Glauser-Róist volvio a reír.
– No, doctora, no los diseñó Miguel Ángel. Los diseñó una mujer en 1914.
Quizá había bebido demasiado y dormido poco, pero sentí rabia y fruncí el ceño.
– ¡Pues más valía que no me lo hubieras dicho! -exclamé, irritada.
– ¿Y ahora por qué se enfada? -preguntó soprendido Glauser-Róist-. ¡Pero si hace un momento estaba diciéndome que había sido un placer conocerme y trabajar conmigo!
– ¿Sabes cómo te llama en privado, Kaspar? -soltó de pronto Judas-Farag. Le di un pisotón que hubiera hecho temblar a un elefante, pero él ni se inmutó-. Te llama «la Roca».
– ¡Traidor! -exclamé, mirándole hoscamente.
– No importa, doctora -se rió Glauser-Róist-. Yo siempre te he llamado… No, mejor no te lo digo.

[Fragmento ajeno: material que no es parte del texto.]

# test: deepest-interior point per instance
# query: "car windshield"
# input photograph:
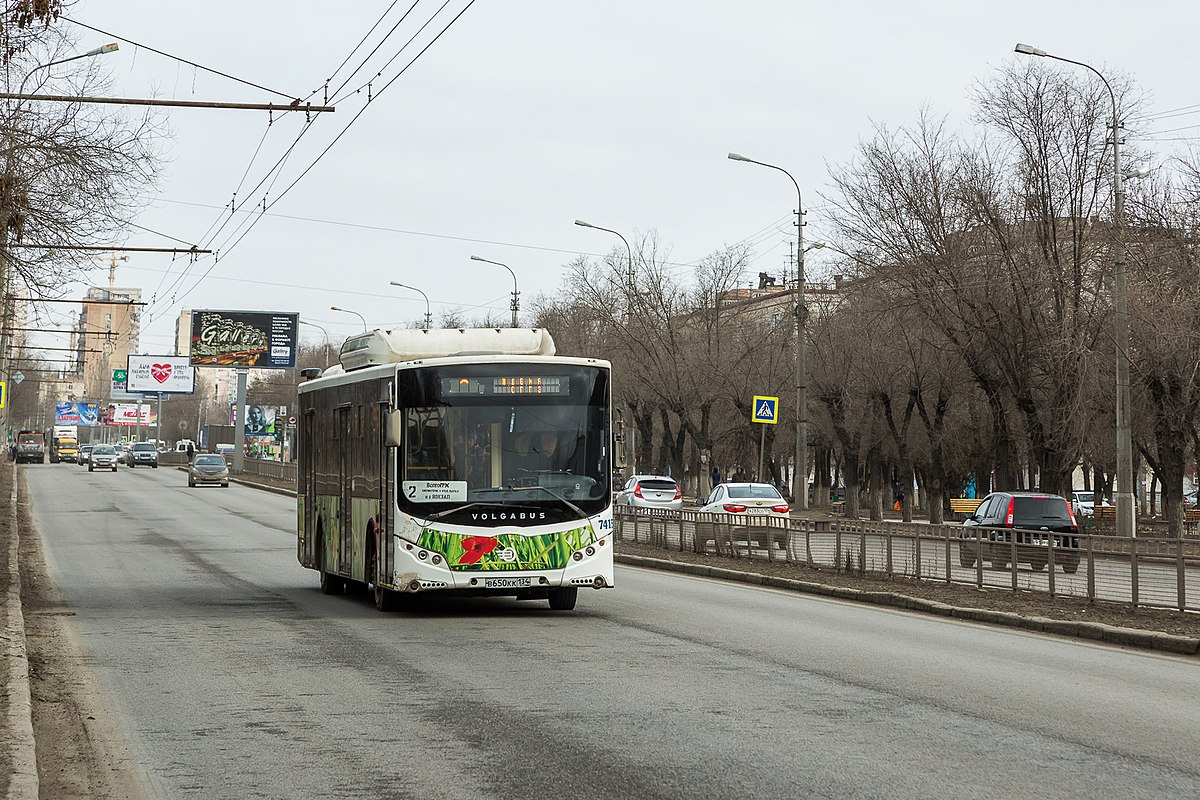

– ¡Capitán Glauser-Róist! -exclamé, pero, en ese preciso instante, Ufa alzó las riendas y las dejó caer sobre los cuartos de los caballos. Tuve que sujetarme a Farag para no caer-. ¡Dígamelo! -grité mientras nos alejábamos.
– ¡Adiós, Kaspar! -voceó Farag, agitando un brazo en el aire mientras que con el otro me empujaba hacia el asiento.
– ¡Adiós!
– ¡Capitán Glauser-Róist, dígamelo! -seguí gritando inútilmente mientras la calesa se alejaba del basileion. Al final, vencida y humillada, me senté junto a Farag con gesto compungido.
– Tendremos que volver algún día para que lo averigües -me dijo él, consolándome.
– Sí, y para que le mate -afirmé-. Siempre dije que era un tipo muy desagradable. ¿Cómo se habrá atrevido a ponerme un mote…? ¡A mí!